One thing to keep in mind is that, teammates on championship teams aren’t always the closest of buds, e.g. Kobe & Shaq, Rondo & Ray Allen (or Rondo & Doc for that matter). Anyway, if you ever want the real scoop, figure a way to corner Brian Windhorst. Although, if he were to play basketball, his position looks less like point or shooting guard than pulling guard, the guy has his finger on the the pulse of the Cavs organization. It would be interesting, if not eye-popping, if he were hooked up to a polygraph.

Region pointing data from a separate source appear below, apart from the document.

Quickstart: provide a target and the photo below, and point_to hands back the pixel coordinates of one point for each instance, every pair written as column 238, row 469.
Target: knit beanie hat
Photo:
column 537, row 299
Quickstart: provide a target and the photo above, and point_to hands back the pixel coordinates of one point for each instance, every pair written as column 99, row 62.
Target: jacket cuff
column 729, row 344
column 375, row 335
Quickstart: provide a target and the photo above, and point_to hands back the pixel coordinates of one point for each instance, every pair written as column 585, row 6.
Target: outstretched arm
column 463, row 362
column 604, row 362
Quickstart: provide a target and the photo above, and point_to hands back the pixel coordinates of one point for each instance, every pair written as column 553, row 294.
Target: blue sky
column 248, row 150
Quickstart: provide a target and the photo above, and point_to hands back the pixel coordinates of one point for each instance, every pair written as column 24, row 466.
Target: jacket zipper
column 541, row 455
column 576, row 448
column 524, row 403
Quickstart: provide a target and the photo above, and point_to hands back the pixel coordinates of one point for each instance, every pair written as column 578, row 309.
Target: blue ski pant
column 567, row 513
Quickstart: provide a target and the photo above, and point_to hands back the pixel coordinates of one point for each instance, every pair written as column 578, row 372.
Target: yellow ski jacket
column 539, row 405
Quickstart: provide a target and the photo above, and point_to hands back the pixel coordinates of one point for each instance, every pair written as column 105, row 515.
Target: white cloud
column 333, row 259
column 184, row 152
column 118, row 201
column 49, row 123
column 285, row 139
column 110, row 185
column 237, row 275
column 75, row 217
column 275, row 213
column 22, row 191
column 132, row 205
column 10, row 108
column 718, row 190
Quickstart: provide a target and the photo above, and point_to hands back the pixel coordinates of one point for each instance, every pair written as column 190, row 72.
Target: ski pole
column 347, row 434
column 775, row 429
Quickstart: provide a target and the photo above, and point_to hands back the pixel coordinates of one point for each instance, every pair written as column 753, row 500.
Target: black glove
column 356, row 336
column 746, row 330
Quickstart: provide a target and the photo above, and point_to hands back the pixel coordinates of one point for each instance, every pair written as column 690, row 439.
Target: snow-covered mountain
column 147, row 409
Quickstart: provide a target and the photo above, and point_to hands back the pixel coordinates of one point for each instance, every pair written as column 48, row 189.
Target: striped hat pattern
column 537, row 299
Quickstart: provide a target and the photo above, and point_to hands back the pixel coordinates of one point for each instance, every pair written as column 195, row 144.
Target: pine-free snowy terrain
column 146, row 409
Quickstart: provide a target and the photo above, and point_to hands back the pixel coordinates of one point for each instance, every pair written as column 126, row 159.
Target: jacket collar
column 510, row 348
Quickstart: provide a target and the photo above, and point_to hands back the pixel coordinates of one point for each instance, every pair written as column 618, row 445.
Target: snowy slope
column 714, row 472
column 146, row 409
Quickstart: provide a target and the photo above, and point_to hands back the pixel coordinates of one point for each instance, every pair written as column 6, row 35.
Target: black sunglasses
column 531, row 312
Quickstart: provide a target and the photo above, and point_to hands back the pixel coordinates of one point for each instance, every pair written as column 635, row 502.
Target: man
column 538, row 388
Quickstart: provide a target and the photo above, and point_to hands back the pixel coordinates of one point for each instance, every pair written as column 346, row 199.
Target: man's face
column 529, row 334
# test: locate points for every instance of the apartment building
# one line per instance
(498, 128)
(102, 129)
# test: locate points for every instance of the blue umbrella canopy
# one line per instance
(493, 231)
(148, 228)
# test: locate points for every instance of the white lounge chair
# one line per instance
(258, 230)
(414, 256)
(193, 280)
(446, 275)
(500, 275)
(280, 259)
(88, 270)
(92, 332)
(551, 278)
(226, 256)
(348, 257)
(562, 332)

All in all, there are a variety of personalities on Cleveland’s squad and, in a profession that has nearly as many outsized egos as outsized players, none of this is shocking. However, should the Cavs – or any other organization inside the world of professional sports or any other business for that matter – want to continue their era greatness (or begin one), the employees would be wise to heed the advice of a man who understood what it took to galvanize a group, lead them into battle and come out victorious. It was the late Vince Lombardi who said:

“Try to be great athletes, but don’t forget to be great friends. Teammates, above all, and leaders.”